So, as promised in my previous post, let me reintroduce to you all the leafy sea dragon. This post was originally written a few years ago as a magazine article for Diver magazine. Since it was written for the general public, my language may be a little less colourful than usual. Well, I used my real name, didn't I, so I had to behave.
The dive site that we were directed to was Rapid Bay. This is located on the Fleurieu Peninsula, an hour’s drive south of Adelaide. The drive down takes you through scenic rolling hills and the vineyards of the McLaren Vale. The coastline is dotted with beautiful sandy beaches where many Adelaide residents spend their summer weekends swimming and surfing. At the tip of the peninsula is Cape Jervis, the departure point for the ferry heading to Kangaroo Island. This is a top destination for tourists in this region, with stunning coastal scenery and abundant Australian wildlife.
We drove down the peninsula the night before our planned dive, camping at a charming campground in Deep Creek Conservation Park. Early the next morning we headed off to the dive site, already wondering whether we would get to see these almost mythical creatures. We arrived at the site to be confronted by a frighteningly long pier. As we geared up, we dreaded the long hike to the end of the pier and contemplated how we were going to enter the water once we got there. As it turned out, the hike was quite long, but there was a ladder at the end of the pier, allowing a fairly easy entry. When we hit the water, we shuddered, shivered and longed for our drysuits. The water really wasn’t all that cold, but if you are a warm water wimp, a drysuit would be nice.
As we descended, the first thing that struck me was how blue the water was. We are used to diving the cold, green waters off the coast of British Columbia and it seemed very peculiar to be surrounded by blue water. We headed under the pier to encounter large shoals of fish taking shelter amid the crowding pier supports. Shafts of sunlight penetrated the gloom, providing wonderful backlighting to the schools of old wives, fusiliers and bullseyes, which floated before our eyes, in no hurry to go anywhere or do anything. The pier supports themselves were crowded with life. Colourful encrusting sponges vied for space with colonial and solitary tunicates and filter feeding crustaceans and bryozoans. Well-camouflaged nudibranchs and starfish hid and fed amongst these pier dwellers. At the base of the piers, crabs could be seen scuttling over the silty sea floor as morwang and boarfish glided between the pillars higher up. Despite this wealth of life, there were no leafy sea dragons to be seen. Was this due to their superb camouflage and our inability to spot them, or were they just not there? As our dive lengthened, I started poking every bit of seaweed and eelgrass that I could find, still hoping to spot the elusive LSD, but to no avail. Eventually, we had to surface and haul our weary bodies back down the distressingly long pier to our car.
This would be a rather sad little tale if we never encountered the leafy creatures we had tried so hard to find. Not to be deterred, we decided to enrol some professional help. We hired two local divemasters from Adelaide Scuba, a great dive store just south of Adelaide.
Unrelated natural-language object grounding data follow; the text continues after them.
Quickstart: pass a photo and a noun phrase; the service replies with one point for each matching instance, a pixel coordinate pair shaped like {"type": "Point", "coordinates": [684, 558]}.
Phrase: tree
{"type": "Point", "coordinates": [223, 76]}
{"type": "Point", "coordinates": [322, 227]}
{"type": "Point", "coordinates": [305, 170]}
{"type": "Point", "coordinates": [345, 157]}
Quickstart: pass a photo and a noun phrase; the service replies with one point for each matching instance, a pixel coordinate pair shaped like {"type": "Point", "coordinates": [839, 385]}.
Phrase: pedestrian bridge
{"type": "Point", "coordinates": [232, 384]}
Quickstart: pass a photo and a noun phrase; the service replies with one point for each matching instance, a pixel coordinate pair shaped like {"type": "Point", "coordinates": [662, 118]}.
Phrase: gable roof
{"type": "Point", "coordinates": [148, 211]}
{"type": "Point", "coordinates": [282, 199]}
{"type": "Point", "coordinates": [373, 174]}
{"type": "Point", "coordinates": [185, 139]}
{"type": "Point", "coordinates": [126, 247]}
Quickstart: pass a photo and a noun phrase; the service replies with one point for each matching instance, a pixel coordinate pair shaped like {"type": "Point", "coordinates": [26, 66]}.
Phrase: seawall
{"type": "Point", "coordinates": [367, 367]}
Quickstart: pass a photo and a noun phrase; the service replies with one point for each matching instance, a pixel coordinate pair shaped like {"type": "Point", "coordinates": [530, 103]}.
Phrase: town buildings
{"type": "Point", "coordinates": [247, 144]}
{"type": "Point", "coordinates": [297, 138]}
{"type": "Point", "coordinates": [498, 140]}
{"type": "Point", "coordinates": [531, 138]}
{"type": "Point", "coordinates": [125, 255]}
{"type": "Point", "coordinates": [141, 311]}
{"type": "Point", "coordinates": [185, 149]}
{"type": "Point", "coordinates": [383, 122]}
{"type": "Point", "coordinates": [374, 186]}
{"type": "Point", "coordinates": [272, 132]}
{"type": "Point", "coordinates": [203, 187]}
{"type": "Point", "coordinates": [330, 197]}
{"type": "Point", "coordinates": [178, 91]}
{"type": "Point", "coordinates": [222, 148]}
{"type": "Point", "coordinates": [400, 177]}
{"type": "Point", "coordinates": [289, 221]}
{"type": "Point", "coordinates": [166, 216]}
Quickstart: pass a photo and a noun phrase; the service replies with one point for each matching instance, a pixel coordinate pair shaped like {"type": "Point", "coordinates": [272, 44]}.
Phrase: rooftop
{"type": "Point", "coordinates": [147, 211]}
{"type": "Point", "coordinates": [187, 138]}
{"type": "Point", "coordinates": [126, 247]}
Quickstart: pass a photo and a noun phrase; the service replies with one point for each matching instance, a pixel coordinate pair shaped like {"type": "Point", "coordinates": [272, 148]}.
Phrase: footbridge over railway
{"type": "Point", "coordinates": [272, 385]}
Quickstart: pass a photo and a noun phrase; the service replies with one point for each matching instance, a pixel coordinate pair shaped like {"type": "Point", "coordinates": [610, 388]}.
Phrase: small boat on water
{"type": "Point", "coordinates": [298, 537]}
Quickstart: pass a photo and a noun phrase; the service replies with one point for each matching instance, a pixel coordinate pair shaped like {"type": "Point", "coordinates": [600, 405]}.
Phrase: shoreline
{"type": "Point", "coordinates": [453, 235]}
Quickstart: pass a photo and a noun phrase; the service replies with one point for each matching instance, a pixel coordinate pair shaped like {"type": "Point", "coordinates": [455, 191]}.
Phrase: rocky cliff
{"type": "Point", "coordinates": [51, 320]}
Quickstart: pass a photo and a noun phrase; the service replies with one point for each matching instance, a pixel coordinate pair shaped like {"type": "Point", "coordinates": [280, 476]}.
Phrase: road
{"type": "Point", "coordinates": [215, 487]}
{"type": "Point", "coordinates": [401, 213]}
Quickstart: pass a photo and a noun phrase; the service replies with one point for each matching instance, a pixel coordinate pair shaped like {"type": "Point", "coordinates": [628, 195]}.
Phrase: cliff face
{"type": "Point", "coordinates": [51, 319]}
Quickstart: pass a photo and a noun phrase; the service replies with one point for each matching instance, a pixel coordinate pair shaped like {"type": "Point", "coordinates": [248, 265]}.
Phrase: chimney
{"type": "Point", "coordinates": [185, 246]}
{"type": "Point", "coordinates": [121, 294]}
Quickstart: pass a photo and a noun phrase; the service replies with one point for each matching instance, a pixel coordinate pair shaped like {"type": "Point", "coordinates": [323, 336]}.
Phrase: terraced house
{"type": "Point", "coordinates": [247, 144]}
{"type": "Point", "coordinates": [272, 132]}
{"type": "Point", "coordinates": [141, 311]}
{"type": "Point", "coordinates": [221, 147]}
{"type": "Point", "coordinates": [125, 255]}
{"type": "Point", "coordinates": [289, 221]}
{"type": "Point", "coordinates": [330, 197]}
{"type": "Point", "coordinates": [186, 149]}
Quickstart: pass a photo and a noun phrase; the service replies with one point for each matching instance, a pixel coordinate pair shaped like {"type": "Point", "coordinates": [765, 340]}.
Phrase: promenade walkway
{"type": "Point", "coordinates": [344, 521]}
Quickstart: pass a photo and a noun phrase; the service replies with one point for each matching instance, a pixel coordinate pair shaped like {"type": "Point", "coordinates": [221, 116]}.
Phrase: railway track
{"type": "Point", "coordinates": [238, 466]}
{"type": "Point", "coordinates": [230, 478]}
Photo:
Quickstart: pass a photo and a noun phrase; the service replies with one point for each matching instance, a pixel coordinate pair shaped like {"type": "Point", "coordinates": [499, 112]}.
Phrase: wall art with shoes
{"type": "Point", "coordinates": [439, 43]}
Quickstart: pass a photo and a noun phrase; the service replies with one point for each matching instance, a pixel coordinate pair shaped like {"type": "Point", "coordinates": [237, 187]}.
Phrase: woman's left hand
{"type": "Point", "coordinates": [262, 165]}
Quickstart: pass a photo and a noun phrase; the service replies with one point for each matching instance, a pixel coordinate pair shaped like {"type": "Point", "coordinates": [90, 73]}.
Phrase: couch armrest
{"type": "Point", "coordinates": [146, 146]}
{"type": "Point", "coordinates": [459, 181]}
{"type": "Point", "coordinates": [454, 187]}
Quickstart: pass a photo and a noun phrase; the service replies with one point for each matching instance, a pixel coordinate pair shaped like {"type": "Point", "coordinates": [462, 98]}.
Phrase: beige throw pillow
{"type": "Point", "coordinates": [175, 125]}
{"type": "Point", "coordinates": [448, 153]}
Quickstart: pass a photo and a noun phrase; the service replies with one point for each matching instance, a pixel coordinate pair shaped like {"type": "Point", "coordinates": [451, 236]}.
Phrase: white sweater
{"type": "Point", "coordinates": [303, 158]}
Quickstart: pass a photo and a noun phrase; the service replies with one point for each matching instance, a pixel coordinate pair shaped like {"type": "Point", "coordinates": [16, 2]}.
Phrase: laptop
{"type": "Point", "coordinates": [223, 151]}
The divemasters came with no guarantee, but it would certainly improve our chances of spotting the dragon. Back to Rapid Bay and another long hike to the end of the pier. This time after dropping in to the water and heading under the pier, the object of our search became reality. Within a few minutes of starting the dive, I saw a leafy sea dragon floating along, just off the ground between the piers. I was overcome with excitement. I squealed like a pig and shouted through my regulator at my husband, pointing frantically at the fish that was going no where in a hurry. It was one of the most amazing animals that I have ever seen. It is basically a sea horse, but it is camouflaged to look like seaweed. The yellowy green and brown body is covered with plate-like appendages that mimic the fronds of brown seaweed. The delicate fin on its back slowly propels the dragon forward while its tiny mouth on the end its snout sucks in tiny crustaceans for food. Within seconds of the first sighting, we saw two more, one a heavily pregnant male (this is not a typo, in seahorses it is the male that carries and gives birth to the young). As an added bonus, at the end of the dive while heading over the eel grass bed, we saw a weedy sea dragon, a slightly less flamboyant relative of the leafy sea dragon. What an incredible experience, one that I can recommend to any diver. The site may not rival the diversity and complexity of the Great Barrier Reef, it may be slightly chilly and it may not have 100 ft. visibility, but it does provide shelter for one of the most weird and wonderful creatures that you could ever see.
Not that I am trying to make excuses or anything, but you may have noticed that these photos are not up to my usual standards. Well, I know a poor workman blames his tools and all that, but this was sometime ago, and at this point in my dive career I only had a manual film camera. And when I say manual, I mean everything was manual. It did not even have a focus knob on it - I had to focus by guessing how far away the subject was and that is quite tricky underwater!